Catholic Civil Rights League
- Abbreviation: CCRL
- Formation: 1985
- Type: Religious organizations based in Canada
- Legal status: active
- Purpose: lobbying, courts, and media relations
- Headquarters: Ottawa, Ontario
- Region served: Canada
- Official language: English French
- Website: Official website

= Catholic Civil Rights League =

Canadian lay Catholic organization

The Catholic Civil Rights League is a Canadian lay Catholic organization which makes statements in the media about Catholicism and which lobbies the government and takes part in court cases to advocate policies in line with its interpretation of Catholic teachings. The CCRL has played a prominent role in Canadian social debates surrounding abortion, same-sex marriage and prostitution, where it has argued from a social conservative standpoint, in line with Catholic social teaching. The organization works closely with other Catholic organizations on social issues that matter for the Church.

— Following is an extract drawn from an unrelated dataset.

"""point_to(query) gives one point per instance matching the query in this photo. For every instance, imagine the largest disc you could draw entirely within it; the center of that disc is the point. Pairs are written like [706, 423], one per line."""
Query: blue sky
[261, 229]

The group was formed in 1985 to counter anti-Catholic sentiment, which had increased when the Ontario provincial government had extended funding to Catholic secondary schools.

==Media==
The League opposes what it views as anti-Catholicism and anti-religion in the media. It responds to criticism of Catholic teaching in the media and to comedy programs about Catholic characters which it views as blasphemous, sometimes filing complaints with the Canadian Broadcast Standards Council (CBSC) and Canadian Radio-Television and Telecommunications Commission (CRTC). It has opposed media such as the television show Father Ted, the film Dogma, and the book The Golden Compass.

==Court and tribunal cases==
CCRL has been involved in a number of cases which relate to its interpretation of Catholicism, opposing same-sex marriage in several cases in the late 90s and early 2000s, calling for the notwithstanding clause to be used to overrule court decision in favour of same-sex marriage. It opposed the Ontario court's decision in the "three-parent case" which determined that a child's second custodial parent could become his legal parent without a non-custodial biological parent surrendering parental status. It has also taken a socially conservative position in a case challenging Canada's restrictions on prostitution, and advocated for policies protecting discrimination and hate speech against LGBT people, and displays of graphic anti-abortion posters where not permitted, as an expression of religious belief.